What hardware do you have it running on? Do you feel you could replace the front...

sosodev · 2026-03-04T20:44:12 1772657052

Around 20ish tokens a second with 6-bit quant at very long context lengths on my AMD AI Max 395+

I’m trying to use local models whenever possible. Still need to lean on the frontier models sometimes.

bigyabai · 2026-03-04T17:43:46 1772646226

I'm getting ~30 tok/s on the A3B model with my 3070 Ti and 32k context.

> Do you feel you could replace the frontier models with it for everyday coding? Would/will you?

Probably not yet, but it's really good at composing shell commands. For scripting or one-liner generation, the A3B is really good. The web development skills are markedly better than Qwen's prior models in this parameter range, too.

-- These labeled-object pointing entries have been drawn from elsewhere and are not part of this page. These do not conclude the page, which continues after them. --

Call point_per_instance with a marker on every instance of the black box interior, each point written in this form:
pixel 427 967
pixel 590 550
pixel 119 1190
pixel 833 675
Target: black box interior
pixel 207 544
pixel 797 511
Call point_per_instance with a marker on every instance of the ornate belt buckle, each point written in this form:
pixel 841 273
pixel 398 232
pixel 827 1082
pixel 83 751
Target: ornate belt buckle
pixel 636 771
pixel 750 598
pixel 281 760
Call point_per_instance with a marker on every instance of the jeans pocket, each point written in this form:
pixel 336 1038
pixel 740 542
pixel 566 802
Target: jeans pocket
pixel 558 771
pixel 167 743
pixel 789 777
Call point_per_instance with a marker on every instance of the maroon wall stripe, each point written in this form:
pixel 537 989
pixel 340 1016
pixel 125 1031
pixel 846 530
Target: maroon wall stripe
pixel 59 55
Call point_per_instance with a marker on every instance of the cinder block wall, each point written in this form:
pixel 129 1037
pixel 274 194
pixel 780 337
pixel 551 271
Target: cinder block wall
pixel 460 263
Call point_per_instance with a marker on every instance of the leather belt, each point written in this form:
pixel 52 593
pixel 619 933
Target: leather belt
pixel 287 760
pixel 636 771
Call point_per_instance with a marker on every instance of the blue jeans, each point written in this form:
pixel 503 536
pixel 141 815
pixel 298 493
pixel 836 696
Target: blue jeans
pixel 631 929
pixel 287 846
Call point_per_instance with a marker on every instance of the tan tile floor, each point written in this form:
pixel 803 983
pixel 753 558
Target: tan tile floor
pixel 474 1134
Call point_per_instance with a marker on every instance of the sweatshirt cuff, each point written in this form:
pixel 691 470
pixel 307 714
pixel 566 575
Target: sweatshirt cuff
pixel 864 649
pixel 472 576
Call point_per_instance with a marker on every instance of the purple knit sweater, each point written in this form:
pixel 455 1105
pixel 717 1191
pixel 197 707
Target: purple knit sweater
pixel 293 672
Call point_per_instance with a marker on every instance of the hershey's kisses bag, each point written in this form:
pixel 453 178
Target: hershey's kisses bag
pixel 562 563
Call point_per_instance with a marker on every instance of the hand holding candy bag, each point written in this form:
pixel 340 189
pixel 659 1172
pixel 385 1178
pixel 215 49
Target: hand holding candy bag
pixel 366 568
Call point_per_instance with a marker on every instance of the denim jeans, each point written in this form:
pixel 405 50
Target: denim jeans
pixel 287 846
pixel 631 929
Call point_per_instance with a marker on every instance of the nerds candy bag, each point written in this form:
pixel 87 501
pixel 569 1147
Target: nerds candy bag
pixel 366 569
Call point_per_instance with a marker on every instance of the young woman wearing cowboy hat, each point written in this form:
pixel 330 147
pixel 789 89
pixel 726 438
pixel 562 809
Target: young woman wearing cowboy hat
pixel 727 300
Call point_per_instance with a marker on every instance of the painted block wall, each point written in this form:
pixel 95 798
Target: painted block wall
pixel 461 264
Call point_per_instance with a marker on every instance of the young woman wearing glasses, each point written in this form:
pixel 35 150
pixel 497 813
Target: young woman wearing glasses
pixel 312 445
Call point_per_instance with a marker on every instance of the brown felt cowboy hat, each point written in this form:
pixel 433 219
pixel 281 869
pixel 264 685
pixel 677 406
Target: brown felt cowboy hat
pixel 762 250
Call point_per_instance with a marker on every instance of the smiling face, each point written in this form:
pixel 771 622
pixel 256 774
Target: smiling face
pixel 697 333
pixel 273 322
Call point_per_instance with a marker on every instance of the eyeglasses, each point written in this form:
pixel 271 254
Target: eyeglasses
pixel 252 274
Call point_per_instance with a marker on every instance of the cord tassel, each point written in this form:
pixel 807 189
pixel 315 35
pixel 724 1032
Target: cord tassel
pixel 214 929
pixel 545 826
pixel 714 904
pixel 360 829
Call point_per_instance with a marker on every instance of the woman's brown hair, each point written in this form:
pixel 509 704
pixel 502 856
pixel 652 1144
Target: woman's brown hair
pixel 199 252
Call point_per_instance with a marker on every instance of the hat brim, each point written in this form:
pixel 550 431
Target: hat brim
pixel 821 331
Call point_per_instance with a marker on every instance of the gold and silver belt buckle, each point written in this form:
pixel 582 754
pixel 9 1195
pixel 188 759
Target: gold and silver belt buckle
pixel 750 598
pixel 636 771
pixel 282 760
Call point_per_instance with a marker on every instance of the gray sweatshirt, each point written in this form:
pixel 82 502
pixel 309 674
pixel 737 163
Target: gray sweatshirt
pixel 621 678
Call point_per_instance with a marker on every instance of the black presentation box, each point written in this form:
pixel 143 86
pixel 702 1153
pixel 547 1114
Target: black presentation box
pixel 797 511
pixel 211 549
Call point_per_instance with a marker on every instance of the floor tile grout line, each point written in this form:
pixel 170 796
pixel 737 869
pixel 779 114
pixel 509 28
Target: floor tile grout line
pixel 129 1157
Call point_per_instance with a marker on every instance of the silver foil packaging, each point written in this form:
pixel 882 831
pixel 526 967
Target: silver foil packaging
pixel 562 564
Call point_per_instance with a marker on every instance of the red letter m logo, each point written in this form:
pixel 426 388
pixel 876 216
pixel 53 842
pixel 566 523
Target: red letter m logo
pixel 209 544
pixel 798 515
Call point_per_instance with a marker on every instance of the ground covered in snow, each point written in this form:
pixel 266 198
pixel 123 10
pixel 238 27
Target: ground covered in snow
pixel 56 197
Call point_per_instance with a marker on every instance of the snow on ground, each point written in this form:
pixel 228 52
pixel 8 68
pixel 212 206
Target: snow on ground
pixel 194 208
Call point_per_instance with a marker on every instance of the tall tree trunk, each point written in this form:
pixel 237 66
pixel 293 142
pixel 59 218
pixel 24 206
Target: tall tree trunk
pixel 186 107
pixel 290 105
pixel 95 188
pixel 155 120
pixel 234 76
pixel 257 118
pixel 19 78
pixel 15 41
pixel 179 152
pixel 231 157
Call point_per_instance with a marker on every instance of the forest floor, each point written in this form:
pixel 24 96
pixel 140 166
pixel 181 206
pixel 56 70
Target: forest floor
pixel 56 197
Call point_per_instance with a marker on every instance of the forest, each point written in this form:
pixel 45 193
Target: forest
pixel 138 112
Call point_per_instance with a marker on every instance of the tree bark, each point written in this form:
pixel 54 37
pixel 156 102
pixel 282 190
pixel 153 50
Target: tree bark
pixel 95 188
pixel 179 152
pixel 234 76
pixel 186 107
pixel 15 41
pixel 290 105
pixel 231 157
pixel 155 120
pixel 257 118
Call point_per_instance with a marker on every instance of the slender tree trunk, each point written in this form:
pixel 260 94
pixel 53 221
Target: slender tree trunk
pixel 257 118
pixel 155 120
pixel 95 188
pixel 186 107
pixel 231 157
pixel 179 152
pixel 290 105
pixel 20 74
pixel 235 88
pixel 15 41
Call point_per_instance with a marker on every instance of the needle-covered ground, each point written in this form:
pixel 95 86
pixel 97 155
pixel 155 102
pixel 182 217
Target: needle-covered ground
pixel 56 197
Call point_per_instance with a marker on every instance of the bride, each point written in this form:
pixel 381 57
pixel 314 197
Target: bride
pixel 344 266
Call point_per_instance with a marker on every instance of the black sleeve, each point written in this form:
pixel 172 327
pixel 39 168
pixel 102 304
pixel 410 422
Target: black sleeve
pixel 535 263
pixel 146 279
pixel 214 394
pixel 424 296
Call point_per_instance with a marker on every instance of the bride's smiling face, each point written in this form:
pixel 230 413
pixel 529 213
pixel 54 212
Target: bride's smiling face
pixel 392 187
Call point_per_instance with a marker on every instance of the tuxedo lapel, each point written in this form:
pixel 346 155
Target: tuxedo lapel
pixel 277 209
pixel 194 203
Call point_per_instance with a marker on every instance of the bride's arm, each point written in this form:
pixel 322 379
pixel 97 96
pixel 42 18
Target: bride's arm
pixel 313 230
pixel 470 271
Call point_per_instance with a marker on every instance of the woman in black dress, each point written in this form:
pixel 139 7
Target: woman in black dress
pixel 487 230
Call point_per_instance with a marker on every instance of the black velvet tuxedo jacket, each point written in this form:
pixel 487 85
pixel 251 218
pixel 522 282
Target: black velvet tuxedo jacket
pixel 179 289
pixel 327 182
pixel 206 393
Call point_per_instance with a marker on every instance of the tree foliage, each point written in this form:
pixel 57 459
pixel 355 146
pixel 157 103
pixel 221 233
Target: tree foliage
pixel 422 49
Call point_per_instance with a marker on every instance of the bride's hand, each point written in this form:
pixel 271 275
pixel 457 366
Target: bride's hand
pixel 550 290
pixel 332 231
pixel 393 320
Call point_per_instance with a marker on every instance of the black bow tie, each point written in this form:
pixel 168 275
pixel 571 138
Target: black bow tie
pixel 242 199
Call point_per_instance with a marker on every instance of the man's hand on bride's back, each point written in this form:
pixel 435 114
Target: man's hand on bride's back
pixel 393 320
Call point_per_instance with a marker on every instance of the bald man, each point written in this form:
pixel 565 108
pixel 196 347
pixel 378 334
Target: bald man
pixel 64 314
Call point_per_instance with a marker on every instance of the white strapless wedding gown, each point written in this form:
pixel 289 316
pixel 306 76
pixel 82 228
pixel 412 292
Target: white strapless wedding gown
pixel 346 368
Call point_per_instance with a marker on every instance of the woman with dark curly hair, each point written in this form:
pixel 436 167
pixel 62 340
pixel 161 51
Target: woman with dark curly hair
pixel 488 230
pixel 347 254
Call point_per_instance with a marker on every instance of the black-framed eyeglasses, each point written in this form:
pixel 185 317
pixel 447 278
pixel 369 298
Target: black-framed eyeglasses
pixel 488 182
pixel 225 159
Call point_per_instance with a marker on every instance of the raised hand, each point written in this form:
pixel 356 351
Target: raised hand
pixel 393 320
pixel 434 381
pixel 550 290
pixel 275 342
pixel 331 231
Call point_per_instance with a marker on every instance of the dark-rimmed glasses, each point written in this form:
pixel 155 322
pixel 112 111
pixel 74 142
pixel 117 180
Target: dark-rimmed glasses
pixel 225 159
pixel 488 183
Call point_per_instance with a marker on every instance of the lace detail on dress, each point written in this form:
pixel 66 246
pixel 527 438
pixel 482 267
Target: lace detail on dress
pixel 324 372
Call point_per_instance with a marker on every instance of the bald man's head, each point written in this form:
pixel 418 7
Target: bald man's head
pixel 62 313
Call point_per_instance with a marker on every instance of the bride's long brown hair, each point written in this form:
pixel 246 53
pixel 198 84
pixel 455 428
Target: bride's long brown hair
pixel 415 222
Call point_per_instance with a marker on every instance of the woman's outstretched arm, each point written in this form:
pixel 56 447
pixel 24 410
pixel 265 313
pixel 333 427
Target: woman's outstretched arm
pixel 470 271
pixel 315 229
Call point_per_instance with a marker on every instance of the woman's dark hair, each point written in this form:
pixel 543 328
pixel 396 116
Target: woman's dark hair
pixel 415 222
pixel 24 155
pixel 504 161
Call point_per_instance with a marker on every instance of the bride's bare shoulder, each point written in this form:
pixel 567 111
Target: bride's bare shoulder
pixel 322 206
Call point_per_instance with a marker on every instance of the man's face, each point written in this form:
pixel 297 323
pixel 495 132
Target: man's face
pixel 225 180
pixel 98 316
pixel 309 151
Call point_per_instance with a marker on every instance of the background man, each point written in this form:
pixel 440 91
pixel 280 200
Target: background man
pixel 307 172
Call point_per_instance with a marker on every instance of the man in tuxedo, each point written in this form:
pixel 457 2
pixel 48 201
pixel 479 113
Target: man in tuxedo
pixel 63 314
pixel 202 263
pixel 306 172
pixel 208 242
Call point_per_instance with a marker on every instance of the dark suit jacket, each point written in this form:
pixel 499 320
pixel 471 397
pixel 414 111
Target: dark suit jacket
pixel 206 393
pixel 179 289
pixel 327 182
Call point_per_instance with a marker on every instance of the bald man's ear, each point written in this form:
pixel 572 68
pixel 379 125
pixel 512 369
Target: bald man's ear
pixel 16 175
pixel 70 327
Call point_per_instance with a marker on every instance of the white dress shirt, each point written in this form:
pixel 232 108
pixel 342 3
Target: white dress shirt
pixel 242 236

jasonjmcghee · 2026-03-05T15:03:24 1772723004

That seems oddly low / slower by a fair amount than i get on my m4. (I believe it was ~45 tok/s?)

What quant are you using? How much ram does it have?

politelemon · 2026-03-04T18:28:11 1772648891

60 to 70 on a 5080, but only tinkering for now. The smaller models seem exceptionally good for what they are, and some can even do OCR reliably.

cpburns2009 · 2026-03-06T14:10:50 1772806250

What quantization are you running on the 5080? I'm waiting to receive mine.